Obchody Świętojańskie, odbywające się w noc letniego przesilenia, która rzekomo niesie ze sobą dla ziemi, przyrody i ludzi niezwykle potężny i ożywczy impuls, mają wielowiekową, sięgającą nawet czasów pogańskich tradycję. W tę noc zakwita właśnie kwiat paproci, którego znalezienie toruje drogę do skarbów.

Działacze Związku taką właśnie noc spotkali pod rozłożystymi dębami nie opodal Rudominy, gdzie usiadłszy w obszerny krąg z udziałem "Rudomianki" i w otoczeniu bukietów z kwiatów i traw, które w tę noc nabierają specjalnej mocy leczniczej, mogli śpiewać i słuchać szeregu piosenek, związanych z imieniem Janka czy Janki, dzielić się wrażeniami codziennego życia, składać życzenia licznie zgromadzonym tutaj Janinom i Janom, spróbować przy tradycyjnym ognisku kiełbasy i wiejskiej słoninki z rożna.

Nie byłaby to noc świętojańska, gdyby nie znaleziono kwiatu paproci, prowadzącego do skarbu w postaci nowych więzi przyjaźni i współpracy.

Tradycyjnymi darami solenizantom na imieniny były książki, a wśród nich - jedna o szczególnej wymowie.

Z udziałem autora odbyła się tu właśnie promocja wydanego niedawno przez wydawnictwo Fundacji "Rozwój SSGW" zbiorku opowiadań Czesława Mickiewicza. Nagrodzeni solenizanci żartowali, iż Wielki Adam nie miał szczęścia, bo nie było wtedy jeszcze Nagrody Nobla, więc może Czesław, jedyny prozaik w licznym gronie poetów wileńskich..., tym bardziej, iż te prorocze słowa padły w noc świętojańską.
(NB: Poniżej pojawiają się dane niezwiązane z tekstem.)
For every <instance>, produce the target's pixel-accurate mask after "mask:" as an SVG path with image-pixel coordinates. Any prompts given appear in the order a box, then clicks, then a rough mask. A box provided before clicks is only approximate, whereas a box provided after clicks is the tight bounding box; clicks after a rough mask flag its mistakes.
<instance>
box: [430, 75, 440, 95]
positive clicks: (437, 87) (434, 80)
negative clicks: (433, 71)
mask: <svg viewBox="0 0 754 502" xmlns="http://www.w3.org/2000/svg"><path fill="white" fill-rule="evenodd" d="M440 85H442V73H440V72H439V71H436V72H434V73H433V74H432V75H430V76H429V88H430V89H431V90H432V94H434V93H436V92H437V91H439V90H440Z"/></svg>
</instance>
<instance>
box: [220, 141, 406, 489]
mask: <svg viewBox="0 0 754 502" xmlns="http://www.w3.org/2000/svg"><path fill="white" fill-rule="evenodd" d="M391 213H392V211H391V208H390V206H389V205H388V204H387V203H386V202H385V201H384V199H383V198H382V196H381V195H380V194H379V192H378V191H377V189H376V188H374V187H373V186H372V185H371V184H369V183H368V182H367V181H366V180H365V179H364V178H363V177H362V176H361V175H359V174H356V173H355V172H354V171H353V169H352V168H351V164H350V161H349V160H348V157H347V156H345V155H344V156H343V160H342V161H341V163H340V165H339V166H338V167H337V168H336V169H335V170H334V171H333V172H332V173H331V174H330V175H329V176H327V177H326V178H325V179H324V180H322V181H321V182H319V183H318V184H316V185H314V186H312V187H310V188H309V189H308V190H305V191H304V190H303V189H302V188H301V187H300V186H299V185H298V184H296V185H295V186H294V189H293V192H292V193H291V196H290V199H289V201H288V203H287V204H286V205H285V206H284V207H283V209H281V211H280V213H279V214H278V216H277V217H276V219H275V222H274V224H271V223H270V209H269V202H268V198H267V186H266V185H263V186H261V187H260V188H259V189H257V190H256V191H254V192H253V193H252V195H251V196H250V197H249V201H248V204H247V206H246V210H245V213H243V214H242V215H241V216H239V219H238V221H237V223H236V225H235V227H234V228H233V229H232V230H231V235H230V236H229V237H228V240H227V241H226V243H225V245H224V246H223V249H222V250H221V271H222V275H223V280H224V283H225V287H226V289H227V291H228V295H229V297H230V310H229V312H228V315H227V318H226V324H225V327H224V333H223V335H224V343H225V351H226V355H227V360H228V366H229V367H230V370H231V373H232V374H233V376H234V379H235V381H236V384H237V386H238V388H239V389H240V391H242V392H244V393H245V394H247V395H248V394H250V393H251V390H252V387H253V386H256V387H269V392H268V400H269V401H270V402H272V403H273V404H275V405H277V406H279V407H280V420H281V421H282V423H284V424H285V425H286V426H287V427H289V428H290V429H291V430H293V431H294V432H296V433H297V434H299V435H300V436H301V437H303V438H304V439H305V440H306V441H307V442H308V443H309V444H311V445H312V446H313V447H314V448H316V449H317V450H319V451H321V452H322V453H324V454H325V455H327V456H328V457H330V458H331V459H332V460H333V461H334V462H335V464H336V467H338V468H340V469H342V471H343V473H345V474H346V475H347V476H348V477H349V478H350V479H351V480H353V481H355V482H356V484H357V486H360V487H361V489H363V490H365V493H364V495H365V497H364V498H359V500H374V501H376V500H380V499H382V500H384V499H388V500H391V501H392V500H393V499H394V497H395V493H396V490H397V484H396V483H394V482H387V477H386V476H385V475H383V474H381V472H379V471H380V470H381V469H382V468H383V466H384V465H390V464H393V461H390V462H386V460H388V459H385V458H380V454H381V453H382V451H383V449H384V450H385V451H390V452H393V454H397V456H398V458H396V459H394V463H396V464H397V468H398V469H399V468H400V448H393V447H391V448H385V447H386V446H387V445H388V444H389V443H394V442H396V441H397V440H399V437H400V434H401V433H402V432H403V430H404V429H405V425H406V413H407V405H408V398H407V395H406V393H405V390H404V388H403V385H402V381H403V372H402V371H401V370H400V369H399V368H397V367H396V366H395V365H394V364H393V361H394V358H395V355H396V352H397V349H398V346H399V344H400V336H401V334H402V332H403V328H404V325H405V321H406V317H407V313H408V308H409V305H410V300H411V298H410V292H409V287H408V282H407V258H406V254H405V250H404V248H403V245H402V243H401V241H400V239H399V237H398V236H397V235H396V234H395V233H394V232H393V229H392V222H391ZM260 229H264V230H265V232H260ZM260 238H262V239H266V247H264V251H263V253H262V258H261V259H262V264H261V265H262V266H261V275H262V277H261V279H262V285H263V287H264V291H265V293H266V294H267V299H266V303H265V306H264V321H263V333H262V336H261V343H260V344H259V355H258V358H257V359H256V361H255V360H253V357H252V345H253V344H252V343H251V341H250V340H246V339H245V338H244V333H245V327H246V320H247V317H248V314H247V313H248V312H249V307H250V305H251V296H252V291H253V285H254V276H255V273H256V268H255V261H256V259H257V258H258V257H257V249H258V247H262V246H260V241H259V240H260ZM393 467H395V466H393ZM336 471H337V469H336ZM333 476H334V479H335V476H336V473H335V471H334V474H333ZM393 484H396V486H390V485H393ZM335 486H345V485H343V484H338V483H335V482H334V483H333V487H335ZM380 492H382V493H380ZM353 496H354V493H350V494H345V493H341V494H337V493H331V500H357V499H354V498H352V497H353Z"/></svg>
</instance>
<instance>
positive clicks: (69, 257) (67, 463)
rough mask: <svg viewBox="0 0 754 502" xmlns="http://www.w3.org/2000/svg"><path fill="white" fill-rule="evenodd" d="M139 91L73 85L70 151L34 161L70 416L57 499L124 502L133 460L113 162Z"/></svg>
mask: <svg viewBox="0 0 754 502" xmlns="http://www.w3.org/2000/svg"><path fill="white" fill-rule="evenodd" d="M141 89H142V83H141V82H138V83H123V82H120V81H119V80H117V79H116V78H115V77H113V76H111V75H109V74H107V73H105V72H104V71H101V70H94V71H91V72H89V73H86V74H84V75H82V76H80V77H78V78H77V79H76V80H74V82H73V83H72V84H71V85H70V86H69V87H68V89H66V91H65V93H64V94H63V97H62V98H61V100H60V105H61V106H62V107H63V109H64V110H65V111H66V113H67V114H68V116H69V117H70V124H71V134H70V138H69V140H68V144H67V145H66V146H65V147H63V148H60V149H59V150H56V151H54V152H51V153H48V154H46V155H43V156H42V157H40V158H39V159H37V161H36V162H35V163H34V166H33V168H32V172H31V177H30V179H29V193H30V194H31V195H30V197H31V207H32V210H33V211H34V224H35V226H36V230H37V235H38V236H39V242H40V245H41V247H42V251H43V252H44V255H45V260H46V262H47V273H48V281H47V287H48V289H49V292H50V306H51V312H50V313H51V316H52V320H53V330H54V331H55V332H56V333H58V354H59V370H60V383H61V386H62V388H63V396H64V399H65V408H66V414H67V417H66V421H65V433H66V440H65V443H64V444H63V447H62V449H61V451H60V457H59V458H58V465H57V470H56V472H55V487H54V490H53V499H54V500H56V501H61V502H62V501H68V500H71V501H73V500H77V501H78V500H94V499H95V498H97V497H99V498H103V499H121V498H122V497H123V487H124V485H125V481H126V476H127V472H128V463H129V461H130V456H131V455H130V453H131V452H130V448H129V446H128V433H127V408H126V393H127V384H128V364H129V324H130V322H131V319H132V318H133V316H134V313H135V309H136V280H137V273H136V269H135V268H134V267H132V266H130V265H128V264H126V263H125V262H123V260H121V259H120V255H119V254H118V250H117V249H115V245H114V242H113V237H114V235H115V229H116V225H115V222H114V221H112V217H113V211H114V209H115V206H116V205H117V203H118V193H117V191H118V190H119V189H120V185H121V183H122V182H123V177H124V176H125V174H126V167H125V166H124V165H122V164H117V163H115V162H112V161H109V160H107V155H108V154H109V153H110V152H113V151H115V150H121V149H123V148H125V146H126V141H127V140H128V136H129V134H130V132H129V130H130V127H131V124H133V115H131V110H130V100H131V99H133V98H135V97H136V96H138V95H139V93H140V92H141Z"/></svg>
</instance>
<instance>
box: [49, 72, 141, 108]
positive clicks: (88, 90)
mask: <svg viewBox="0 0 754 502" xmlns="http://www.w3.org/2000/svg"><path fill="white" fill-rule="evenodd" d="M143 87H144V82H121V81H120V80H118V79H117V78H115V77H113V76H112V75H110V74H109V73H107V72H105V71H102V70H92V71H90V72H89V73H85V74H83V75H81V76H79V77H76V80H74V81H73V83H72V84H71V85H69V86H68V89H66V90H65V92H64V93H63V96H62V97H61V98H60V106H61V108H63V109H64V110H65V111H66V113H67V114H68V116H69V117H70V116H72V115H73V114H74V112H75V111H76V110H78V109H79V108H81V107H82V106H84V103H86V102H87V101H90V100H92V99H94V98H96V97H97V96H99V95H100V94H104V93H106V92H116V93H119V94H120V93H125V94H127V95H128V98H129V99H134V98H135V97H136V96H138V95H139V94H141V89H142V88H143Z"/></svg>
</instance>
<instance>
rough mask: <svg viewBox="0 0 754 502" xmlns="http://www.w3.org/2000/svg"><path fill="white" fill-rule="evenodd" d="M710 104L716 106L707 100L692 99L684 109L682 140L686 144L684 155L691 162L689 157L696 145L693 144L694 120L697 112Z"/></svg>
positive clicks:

Popularność imienia Jan i wielowiekowa tradycja sprawiają, iż w tę noc szeroko na Ziemi Wileńskiej i Litwie całej odbywały się różnego rodzaju imprezy, w tym również tradycyjny XII Zlot Turystyczny Polaków na Litwie w okolicy Sużan, Święto Pieśni w Jaszunach oraz wiele innych lokalnych towarzyskich spotkań.